To address the outlined problems, this paper simultaneously considers both objectives of product architecture and manufacturing process information to identify PFM and configure product platforms for product families. Mathematically, the platform-based PFM solution problem can be regarded as a grouping problem, and thus, cluster analysis can be considered for problem-solving [40], [41], [42], [43]. This paper uses the hierarchical clustering approach to address module and platform configuration problems. Specifically, as hierarchical clustering is applied as a non-exhaustive and ‘greedy’ solution strategy, the hierarchical relationships between different classes can be found without specifying the clustering number in advance. Besides, the proposed method is used to condense the membership relationship between modules and components into the relationship between parent and subclass. The method covers the complete process of platform configuration for product families, from the identification of component candidates at the design stage to their processing and assembly at the manufacturing stage. First, this study focuses on clustering product components to identify similar components and divides them into modules based on both the product variant architecture and manufacturing process for a series of variants. Furthermore, the manufacturing process can be assessed and rearranged for different modules where all platforms can be processed simultaneously.

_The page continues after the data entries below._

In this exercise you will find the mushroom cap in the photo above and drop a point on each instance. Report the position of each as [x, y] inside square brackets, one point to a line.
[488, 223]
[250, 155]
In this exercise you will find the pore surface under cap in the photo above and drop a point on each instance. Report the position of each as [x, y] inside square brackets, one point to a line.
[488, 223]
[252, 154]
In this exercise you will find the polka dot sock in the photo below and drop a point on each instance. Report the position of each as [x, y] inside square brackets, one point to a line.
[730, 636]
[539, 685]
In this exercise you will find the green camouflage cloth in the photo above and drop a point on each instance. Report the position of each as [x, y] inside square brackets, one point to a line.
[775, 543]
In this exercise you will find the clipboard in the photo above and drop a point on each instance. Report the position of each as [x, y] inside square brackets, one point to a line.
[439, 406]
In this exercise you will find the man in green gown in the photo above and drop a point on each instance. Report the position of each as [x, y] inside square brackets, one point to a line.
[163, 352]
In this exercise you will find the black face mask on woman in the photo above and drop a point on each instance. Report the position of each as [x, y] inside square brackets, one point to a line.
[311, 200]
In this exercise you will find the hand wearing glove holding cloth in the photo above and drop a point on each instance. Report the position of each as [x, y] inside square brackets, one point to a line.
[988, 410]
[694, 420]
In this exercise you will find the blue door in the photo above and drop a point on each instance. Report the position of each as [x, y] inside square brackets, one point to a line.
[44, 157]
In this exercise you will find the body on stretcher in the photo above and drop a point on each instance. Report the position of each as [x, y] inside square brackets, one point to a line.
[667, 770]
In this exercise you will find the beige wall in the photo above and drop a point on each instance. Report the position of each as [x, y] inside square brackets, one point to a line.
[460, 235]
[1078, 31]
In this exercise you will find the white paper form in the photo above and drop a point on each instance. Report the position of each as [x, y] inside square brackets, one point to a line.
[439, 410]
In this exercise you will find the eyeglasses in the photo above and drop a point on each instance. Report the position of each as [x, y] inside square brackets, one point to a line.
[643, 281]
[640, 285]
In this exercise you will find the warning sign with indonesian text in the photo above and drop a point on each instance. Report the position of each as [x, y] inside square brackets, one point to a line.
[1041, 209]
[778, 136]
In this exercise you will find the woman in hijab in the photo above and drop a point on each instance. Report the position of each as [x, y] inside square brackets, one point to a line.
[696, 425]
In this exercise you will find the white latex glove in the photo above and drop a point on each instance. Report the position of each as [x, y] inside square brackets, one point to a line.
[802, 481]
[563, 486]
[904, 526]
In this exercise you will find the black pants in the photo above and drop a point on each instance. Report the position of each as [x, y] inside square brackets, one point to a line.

The contributions of this paper can be described as follows:

• The coordinated configuration of platforms for product families simultaneously considers product architecture and manufacturing process information.

• Platform-based PFM clustering is designed to describe the information of design structures and the manufacturing process, and to incorporate PFM into the configuration of platforms. Grouped modules can be derived from the clustering method based on the variant-composition architecture. Furthermore, process activities can be rearranged based on the manufacturing process required by these grouped modules.

• Identification of a set of platforms for product families where shared components are used and processed to both shorten the production time and decrease the costs to facilitate production. The platforms are determined to ensure maximally smooth work station loads and material consumption of platforms.

The paper is structured as follows: Section 2 reviews the relevant literature. Section 3 provides an overview of the proposed method. Configuration and planning of product platforms based on the module clustering method and a numerical example to present the applicability for solving the platform planning problem are explained in Section 4. Section 5 provides a numerical example to verify the efficiency of the proposed method. Section 6 provides conclusions.